Self-assessment exercise, 2


Following a brilliantly tempting link from profgrrrl, MyHeritage face recognition has examined a photo of me and concluded that the celebrity I look most like is ... ::drumroll:: ... Willow!

This is the highlight of my week.

Of course, now that I have been sucked in by this hyper-bourgeois scrap of bait, I've no doubt the CIA has now got a detailed biometric analysis of my face on file for future comparison with world CCTV footage.

No, I'm not a conspiracy theorist. Why do you ask?

Edit: Further research has revealed that my current fantasy nemesis Nick Bostrom looks most like Mussolini. I may have to revise my highlight of the week.

5 comments:

Pluvialis said...

I tried this heritage thing too, but they couldn't recognise 'a face' in any picture of my face I uploaded. after six attempts, with different pictures, i got rather freaked out. Not only does my face fail to resemble that of any celebrity, but also it's not even recognisable as a face.

Scrivener said...

Pluvialis: When it does that there's a way to manually direct the software to find your face. I don't remember how it words the thing, but you just have to drag a box over your face and let it run again. It confused me the first time I tried it too.

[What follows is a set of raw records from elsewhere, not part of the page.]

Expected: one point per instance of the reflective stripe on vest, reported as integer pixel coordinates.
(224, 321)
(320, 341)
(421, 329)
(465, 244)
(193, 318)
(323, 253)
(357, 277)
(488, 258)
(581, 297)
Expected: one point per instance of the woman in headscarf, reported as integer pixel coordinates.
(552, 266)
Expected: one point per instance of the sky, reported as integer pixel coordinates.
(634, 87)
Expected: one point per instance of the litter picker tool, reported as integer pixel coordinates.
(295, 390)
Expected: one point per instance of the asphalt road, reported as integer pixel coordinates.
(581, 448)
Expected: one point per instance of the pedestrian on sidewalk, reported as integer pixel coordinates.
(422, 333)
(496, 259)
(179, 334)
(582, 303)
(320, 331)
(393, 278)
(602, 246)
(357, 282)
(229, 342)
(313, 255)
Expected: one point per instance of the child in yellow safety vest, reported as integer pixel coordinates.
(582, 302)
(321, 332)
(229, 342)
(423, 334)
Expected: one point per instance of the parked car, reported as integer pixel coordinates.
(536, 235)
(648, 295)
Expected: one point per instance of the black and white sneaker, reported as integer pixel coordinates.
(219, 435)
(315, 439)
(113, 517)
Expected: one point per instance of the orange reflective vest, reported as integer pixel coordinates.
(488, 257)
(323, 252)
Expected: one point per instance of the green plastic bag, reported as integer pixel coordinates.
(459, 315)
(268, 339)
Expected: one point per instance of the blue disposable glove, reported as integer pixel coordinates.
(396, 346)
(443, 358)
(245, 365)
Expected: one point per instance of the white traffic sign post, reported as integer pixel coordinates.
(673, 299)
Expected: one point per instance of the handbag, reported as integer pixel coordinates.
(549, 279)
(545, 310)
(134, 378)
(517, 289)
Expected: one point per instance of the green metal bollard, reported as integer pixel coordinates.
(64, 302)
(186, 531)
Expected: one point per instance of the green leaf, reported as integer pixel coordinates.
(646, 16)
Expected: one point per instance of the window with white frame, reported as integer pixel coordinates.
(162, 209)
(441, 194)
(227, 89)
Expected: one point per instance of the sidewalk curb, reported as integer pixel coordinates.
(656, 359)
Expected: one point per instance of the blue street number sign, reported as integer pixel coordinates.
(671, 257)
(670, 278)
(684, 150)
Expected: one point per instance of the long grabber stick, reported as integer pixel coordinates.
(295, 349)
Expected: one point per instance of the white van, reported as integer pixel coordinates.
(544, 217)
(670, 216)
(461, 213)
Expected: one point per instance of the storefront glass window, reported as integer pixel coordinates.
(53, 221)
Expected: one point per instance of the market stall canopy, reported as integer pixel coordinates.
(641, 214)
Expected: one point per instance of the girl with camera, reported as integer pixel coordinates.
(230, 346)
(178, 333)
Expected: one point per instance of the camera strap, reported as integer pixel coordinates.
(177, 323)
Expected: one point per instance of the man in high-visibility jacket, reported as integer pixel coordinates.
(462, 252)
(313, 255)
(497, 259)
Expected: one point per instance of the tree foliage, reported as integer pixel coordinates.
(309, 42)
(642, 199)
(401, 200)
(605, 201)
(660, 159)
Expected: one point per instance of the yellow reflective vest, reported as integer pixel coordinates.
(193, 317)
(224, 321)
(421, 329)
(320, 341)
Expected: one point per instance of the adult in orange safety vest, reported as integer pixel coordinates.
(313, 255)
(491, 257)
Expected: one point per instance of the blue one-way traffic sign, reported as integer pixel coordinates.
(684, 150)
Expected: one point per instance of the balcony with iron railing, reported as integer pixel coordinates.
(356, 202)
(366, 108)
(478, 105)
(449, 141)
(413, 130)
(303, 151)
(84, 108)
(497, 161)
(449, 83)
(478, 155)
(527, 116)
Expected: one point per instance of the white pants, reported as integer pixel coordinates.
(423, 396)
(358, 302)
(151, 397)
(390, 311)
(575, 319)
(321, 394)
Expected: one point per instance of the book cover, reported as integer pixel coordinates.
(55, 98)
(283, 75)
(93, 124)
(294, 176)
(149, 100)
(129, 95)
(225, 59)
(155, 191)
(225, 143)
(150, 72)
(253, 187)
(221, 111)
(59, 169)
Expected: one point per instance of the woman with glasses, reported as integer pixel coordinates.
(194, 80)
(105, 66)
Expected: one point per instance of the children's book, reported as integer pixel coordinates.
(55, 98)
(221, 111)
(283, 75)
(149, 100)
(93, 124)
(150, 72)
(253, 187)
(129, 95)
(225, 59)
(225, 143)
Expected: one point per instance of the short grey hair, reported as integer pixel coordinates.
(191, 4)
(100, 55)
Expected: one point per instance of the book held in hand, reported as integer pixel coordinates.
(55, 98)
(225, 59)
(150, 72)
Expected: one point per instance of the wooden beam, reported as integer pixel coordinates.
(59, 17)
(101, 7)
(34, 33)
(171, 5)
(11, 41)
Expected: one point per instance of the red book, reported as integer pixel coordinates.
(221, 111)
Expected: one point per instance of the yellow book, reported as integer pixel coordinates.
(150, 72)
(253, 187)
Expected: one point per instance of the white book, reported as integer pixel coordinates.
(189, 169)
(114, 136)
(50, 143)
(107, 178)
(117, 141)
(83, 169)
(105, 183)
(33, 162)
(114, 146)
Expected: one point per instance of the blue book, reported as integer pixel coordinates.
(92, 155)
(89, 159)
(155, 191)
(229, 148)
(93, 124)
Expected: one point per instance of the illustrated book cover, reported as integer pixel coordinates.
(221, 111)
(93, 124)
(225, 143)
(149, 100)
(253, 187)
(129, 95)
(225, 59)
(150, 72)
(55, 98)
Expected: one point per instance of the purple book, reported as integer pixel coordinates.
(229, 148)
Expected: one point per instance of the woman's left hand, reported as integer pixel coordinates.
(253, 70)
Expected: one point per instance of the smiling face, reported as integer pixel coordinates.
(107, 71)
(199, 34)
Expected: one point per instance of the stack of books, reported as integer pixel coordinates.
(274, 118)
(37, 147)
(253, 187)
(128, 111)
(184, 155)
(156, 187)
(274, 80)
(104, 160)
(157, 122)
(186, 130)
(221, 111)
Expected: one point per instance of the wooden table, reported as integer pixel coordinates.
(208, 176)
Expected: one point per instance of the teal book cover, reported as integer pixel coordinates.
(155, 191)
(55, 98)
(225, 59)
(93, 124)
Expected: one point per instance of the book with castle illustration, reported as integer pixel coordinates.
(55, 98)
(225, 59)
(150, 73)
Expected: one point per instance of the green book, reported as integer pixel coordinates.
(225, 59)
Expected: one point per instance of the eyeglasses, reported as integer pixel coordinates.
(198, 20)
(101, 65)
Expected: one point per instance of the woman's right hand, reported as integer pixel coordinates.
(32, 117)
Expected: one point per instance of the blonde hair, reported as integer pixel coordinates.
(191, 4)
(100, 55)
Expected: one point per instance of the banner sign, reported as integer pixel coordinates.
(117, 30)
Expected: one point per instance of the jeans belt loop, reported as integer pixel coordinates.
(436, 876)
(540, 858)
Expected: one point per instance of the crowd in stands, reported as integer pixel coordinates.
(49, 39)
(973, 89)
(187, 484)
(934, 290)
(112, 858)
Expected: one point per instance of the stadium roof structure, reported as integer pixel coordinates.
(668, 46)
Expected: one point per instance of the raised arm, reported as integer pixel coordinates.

Even though I've got a big bushy beard these days, that thing returned nothing but female faces to match with mine. Wonder what that's about.

Xtin said...

I always knew you were very in touch with your anima, Scrivener. Who knew it was in the biometrics?

Pluvialis said...

Thanks, Scrivener. I did the manual direction too, with the draggy box, but no joy. Maybe the CIA has sufficient pictures of me already. Who knows :)

Except from Virtual Light by William Gibson:

Separated at Birth was a police program you used in missing persons cases. You scanned a photo of the person you wanted, got back the names of half a dozen celebrities who looked vaguely like the subject, then went around asking people if they'd seen anybody lately who reminded them of A, B, C ... The weird thing was, it worked better than just showing them a picture of the subject. The instructor at the Academy in Knoxville had told Rydell's class that that was because it tapped into the part of the brain that kept track of celebrities. Rydell had imagined that as some kind of movie-star lobe. (p.94)

Heidi the Hick said...

Very interesting...so far I have been compared to: Julia Roberts, Hilary Swank, Sandra Bullock, Angelina Jolie and Shania Twain, although I look like none of them except we all have lots of teeth and long brown hair. (Until I dyed mine pink, haha!) Now the funny thing here at this little party is, Scrivener there is the only one of us who actually shows his face!! Xtin, I think that lovely creature you showed in your posting is very adorable.